I'm in a situation where a cybersquatter holds a domain name that I have trademarked.

My company "Example Ltd" is based in the UK, and we've been established under our brand name for over 30 years. Our brand "Example" is a unique made-up word, ie: you wouldn't find it in a dictionary.

We hold the trademarks for our brand name "Example" in many countries, including the UK and the USA. We've held it in the UK for over 10 years, but were only awarded USA trademark a few months ago.

We discovered recently that someone in the USA has registered "example.com" about 17 years ago. We own "example.co.uk", "example.fr", "example.com.au" and many other ccTLD's in this format.

I contacted the owner of example.com and opened negotiations for the domain, asking if he would consider selling to us, but he indicated he wouldn't consider less than $60,000 USD.

We decided to file a UDRP (legal claim) for the domain name and leave it to solicitors to claim the domain. However, I've suddenly received an email from the owner saying that he's listed the domain name example.com for sale on Godaddy as a premium domain for about $60,000.

My question is, can I still file a UDRP now that the domain is listed for sale? As a premium domain, I presume it's still owned by the original owner, hence we can take him to court if need be? The price is extortionate and we own the IP, so I presume we can still claim it as cybersquatting?

Look forward to advice, keen to know if anyone has been in a similar situation.

  • You need to edit your question to make it less of a rant about what you perceive as extortion, and focus on key points: "We hold the trademarks for our brand name "Example" in many countries, but were only awarded USA trademark a few months ago. Someone in the USA registered "example.com" about 17 years ago. We own "example.co.uk", "example.fr", "example.com.au" and many other ccTLD's. Is this cybersquatting? Can we file an UDRP?" Nov 26, 2019 at 15:50
  • @BlueDogRanch - this wasn't meant to be a rant and I was perfectly calm when I wrote it - I genuinely believe everything I've written up to be relevant. The main query was whether it affects our cybersquatting claim when he has suddenly put it up for sale? I'm pretty sure it is a clear case of cybersquatting, but it isn't making me frustrated or bothered - just one of those things you have to work through as a growing business, and I wanted a bit of advice about. I'll give it a read through and reduce it if I can...
    – AutoBaker
    Nov 26, 2019 at 16:26
  • 1
    The paragraph "I contacted the owner..." and all of your "Few points" are irrelevant; the UDRP and/or a solicitor aren't going to care what you think about valuations and extortion and business practices. Nov 26, 2019 at 18:10
  • AFAIK, if the domain was registered before your trademark, you may not get it back. Nov 26, 2019 at 18:24
  • 1
    If you visit www.nissan.com you can see what can happen in the worst case if you offer to sell your license. (Also a case where "get a lawyer" ended up being the worst possible advice).
    – gnasher729
    Dec 28, 2019 at 9:29

3 Answers 3


If anything, I think posting it for sale and notifying you is more evidence of bad faith. File a claim - it can't hurt, and the quicker you let ICANN know there's a dispute, the better. It doesn't cost anything to file. https://www3.wipo.int/amc-forms/en/udrp/eudrpcomplaint.jsp (It costs a hearing fee of $1500 - $4000 if it gets that far, but file the claim as soon as possible.)

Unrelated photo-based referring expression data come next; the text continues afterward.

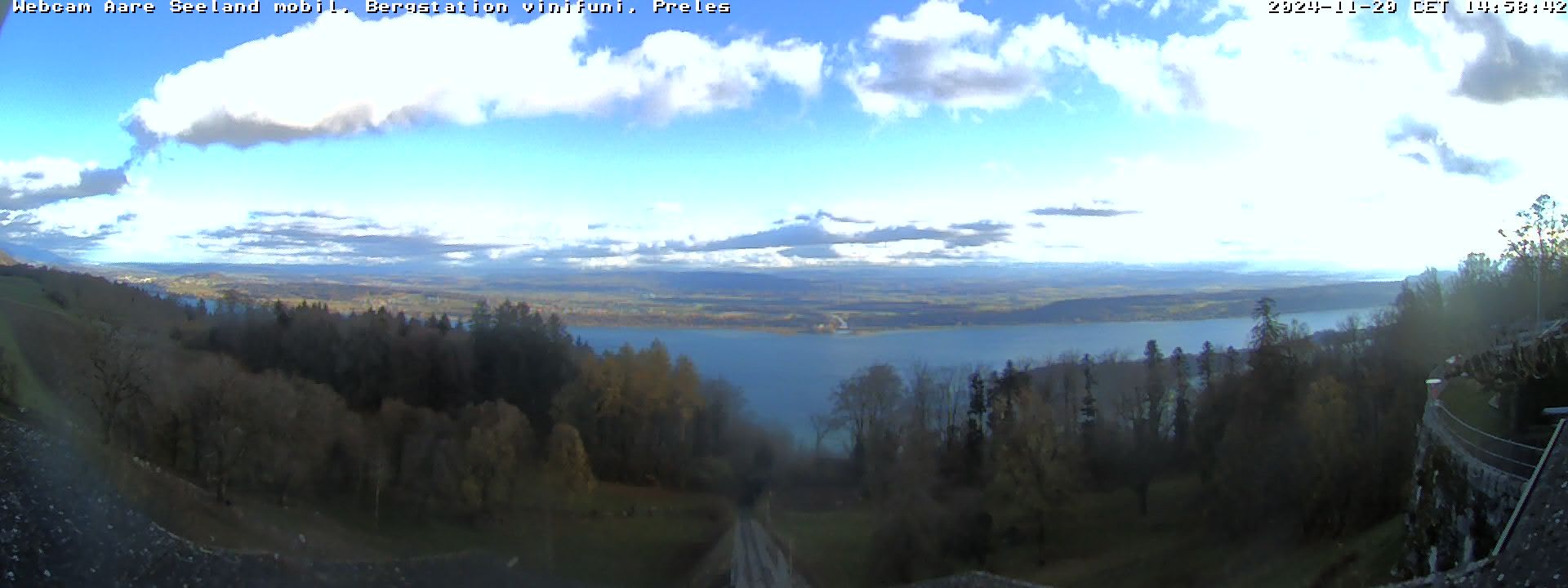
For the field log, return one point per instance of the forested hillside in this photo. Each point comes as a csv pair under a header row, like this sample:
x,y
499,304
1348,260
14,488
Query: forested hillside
x,y
491,424
1060,470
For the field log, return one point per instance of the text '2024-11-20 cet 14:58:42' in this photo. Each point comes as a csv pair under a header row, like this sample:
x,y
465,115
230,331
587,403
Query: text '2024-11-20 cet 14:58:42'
x,y
371,7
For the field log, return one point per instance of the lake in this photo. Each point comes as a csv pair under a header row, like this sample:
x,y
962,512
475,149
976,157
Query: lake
x,y
787,376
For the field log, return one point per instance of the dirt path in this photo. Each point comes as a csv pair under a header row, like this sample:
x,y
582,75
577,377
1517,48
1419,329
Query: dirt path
x,y
758,562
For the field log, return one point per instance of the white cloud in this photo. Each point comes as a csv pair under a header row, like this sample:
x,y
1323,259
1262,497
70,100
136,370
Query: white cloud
x,y
942,56
452,68
42,180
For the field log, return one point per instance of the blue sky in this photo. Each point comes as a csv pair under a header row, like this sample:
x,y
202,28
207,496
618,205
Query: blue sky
x,y
782,134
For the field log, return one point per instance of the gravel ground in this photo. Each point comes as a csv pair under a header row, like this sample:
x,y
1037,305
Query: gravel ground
x,y
63,524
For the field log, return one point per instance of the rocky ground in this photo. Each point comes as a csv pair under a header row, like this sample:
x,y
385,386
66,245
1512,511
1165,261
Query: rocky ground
x,y
63,524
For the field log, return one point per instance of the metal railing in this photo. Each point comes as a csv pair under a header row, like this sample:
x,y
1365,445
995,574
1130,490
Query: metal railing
x,y
1510,457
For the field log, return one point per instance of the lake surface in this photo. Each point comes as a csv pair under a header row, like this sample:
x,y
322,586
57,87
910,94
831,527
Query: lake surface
x,y
787,376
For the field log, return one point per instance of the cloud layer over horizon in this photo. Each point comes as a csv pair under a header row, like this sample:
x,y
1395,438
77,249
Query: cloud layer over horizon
x,y
1222,118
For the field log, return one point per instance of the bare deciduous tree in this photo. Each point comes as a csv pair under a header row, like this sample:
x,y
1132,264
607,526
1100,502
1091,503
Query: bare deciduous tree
x,y
117,373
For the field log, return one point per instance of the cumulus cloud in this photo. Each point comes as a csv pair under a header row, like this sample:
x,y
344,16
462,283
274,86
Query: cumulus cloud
x,y
25,228
823,216
301,214
1423,143
942,56
1509,68
315,237
42,180
811,252
424,68
1078,211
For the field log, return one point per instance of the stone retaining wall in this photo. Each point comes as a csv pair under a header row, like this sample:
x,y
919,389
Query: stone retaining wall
x,y
1459,506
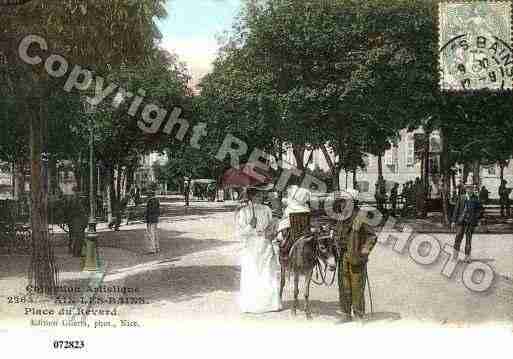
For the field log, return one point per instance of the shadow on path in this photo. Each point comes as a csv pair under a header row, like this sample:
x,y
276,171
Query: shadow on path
x,y
178,284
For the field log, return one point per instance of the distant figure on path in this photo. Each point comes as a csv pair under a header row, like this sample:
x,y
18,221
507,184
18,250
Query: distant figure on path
x,y
465,217
393,197
152,222
260,267
504,193
484,194
187,191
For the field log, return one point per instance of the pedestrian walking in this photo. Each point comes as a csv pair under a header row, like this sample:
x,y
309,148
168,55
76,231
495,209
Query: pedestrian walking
x,y
504,193
260,267
484,195
152,221
187,191
393,197
355,239
466,216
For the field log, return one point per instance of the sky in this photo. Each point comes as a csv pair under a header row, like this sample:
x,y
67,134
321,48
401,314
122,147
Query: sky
x,y
191,31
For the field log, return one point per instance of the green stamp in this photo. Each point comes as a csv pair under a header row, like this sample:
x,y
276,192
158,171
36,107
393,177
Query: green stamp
x,y
475,46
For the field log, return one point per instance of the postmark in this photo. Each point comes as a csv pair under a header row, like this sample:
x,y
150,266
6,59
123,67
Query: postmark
x,y
475,51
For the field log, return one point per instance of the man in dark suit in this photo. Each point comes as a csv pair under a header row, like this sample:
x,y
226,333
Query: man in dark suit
x,y
466,216
152,221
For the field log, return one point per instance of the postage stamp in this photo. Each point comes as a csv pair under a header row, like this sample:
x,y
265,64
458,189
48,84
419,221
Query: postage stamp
x,y
475,46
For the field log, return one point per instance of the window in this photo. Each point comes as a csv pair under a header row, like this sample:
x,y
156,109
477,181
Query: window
x,y
363,186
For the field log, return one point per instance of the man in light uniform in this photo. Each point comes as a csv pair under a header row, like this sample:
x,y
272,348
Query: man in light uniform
x,y
355,239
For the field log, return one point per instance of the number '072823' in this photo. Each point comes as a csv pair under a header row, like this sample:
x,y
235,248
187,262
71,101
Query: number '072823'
x,y
68,344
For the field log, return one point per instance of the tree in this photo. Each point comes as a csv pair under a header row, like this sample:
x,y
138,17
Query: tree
x,y
101,33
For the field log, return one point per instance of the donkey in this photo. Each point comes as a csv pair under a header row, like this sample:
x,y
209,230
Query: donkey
x,y
314,248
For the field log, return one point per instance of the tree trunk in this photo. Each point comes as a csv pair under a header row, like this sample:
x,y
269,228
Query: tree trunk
x,y
108,192
54,176
19,179
476,168
501,165
446,179
299,155
43,270
77,172
426,177
334,169
380,167
465,173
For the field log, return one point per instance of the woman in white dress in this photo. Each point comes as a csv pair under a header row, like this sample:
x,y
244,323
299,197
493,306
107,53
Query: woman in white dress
x,y
260,268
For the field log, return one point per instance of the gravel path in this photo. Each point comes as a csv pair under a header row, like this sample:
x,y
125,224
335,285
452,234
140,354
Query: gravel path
x,y
196,277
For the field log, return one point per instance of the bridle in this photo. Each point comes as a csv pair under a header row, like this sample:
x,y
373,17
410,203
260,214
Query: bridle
x,y
319,270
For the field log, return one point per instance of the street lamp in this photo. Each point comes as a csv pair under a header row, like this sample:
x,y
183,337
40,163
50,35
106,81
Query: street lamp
x,y
91,258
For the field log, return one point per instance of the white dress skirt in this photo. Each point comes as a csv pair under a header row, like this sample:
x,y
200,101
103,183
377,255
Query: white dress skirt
x,y
260,267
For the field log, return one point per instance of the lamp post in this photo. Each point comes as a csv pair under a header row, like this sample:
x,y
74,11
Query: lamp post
x,y
92,258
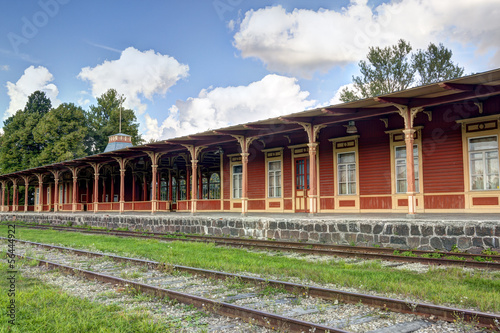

Yes you can file when the domain is for sale. Buying the domain that corresponds to a company's name to sell it is frequently the subject of UDRPs.

The sales offer is how some companies that file UDRPs learn of the violating address.

This site has a list of common reasons to file a UDRP and I think your example would fall under URLs bought to sell. https://www.gerbenlaw.com/blog/the-definitive-guide-to-udrp-proceedings-and-domain-disputes/


Yes you can still file a complaint to obtain the URL.

The URL is still owned by the same person while it is for sale obviously, so it does not factor in to the process.